Now that the Brexit transition period has ended, Scotland, England and Wales will no longer participate in Erasmus, but Northern Ireland's access will continue.
Mr Lochhead called the ending of the programme a "huge blow" for Scottish students, community groups and adult learners.
'Hand of friendship'
Last week he held what the Scottish government described as "productive talks" with European Commissioner for Innovation, Research, Culture, Education and Youth Mariya Gabriel to explore Scotland continuing with the Erasmus scheme.
The government has now welcomed the support of 145 MEPs who urged the European Commission to explore the idea.
Mr Lochhead said: "I have already had a virtual meeting with Commissioner Gabriel. We agreed that withdrawing from Erasmus is highly regrettable and we will continue to explore with the EU how to maximise Scotland's continued engagement with the programme.
"I have also spoken with my Welsh government counterpart and agreed to keep in close contact."
The Scottish and Welsh governments have criticised the Turing Scheme as "a lesser imitation of the real thing".
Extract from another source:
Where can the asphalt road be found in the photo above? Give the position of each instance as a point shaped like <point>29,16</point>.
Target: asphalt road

They said it offers no support for our adult education or youth work, and reduces support for colleges, schools and vocational training sectors.
In a joint statement from Mr Lochhead and Welsh Education Minister Kirsty Williams, they said: "The Scottish and Welsh governments have always been united in our view that participation in Erasmus+ is in the best interests for the whole of the UK.
"The UK government's decision not to associate to the programme is therefore deeply disappointing, a decision that will see support for our most deprived communities cut, and opportunities for all our learners reduced."
A spokesman for the EU Commission said the decision would mean organisations and individuals from across the UK, including Scotland, "will be deprived of opportunities for exchange and co-operation".
But he added that the UK would still be able to participate in Erasmus+ in a limited way as a "non-associated Third Country".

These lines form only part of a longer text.